Liputan6.com, Magelang - Muhammad Ali Imron bisa tersenyum lega. Penantiannya selama 10 tahun honorer tidak sia-sia.

Ia resmi dilantik menjadi Pegawai Pemerintah dengan Perjanjian Kerja (P3K) Kabupaten Magelang, Rabu (31/5/2023).

“Alhamdulillah akhirnya saya bisa diangkat menjadi P3K, sekarang saya ingin segera pulang ke Serang untuk bertemu ibu saya,” ujar Ali yang ternyata sudah empat tahun tidak pulang ke rumahnya karena belum memiliki uang.

Ali mengawali kariernya sebagai operator di SDN Kejabang, Serang, Banten. Pada 2018, ia sempat mengadu nasib ke Kabupaten Magelang.

Di sini, ia memperoleh kesempatan menjadi operator di SMP Muhammadiyah Tempuran. Ia rajin mengukuti ujian atau seleksi CPNS kala itu. Sayangnya, belum beruntung.
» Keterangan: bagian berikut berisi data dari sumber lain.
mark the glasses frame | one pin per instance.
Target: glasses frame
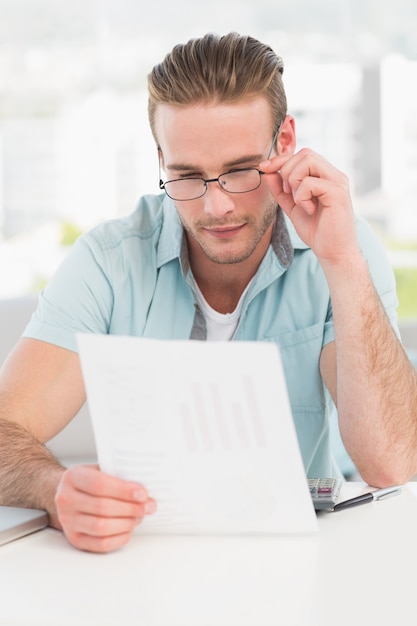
(206, 181)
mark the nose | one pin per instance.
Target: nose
(218, 202)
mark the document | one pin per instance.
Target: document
(206, 427)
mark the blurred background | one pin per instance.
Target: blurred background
(75, 147)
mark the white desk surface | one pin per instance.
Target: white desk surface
(358, 570)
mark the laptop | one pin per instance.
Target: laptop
(18, 522)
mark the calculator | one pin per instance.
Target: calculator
(324, 492)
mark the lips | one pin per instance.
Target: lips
(224, 232)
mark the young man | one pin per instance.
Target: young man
(251, 241)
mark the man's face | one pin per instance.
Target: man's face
(208, 140)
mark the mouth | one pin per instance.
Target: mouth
(224, 232)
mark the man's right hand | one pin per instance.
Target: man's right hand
(98, 512)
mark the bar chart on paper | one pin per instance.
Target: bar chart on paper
(205, 426)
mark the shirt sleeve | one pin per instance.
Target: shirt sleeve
(78, 298)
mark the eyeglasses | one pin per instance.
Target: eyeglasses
(236, 181)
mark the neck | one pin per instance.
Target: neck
(222, 284)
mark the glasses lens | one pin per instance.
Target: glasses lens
(240, 181)
(185, 189)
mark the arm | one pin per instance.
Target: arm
(366, 370)
(41, 389)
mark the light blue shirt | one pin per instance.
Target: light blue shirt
(131, 276)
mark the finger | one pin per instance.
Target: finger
(99, 545)
(95, 526)
(73, 503)
(89, 479)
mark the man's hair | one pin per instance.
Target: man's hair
(218, 69)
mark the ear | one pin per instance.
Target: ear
(286, 141)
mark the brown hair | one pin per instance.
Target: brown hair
(217, 68)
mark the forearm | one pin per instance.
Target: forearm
(29, 473)
(376, 384)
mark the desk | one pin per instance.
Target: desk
(358, 570)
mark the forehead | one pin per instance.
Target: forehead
(188, 131)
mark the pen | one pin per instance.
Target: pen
(378, 494)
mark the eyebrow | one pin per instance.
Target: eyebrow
(240, 161)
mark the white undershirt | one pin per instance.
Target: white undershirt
(220, 326)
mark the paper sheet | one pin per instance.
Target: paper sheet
(206, 427)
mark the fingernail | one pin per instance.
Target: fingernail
(150, 507)
(139, 495)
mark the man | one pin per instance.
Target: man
(251, 241)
Ali tidak patah arang. Ia tetap gigih mewujudkan impiannya dan melamar menjadi guru tidak tetap (GTT) di SMP Negeri 1 Borobudur.

Ia pun diterima dan bekerja sebagai guru agama sekaligus petugas nonteknis. Di sinilah perjuangan Ali kian terlihat.

“Honor tidak cukup untuk biaya hidup,” ucap Ali.

Ia pun mencari cara untuk membuat dapur rumahnya tetap mengebul. Buah hatinya yang mengidap down syndrome pun menjadi penyemangat hidup.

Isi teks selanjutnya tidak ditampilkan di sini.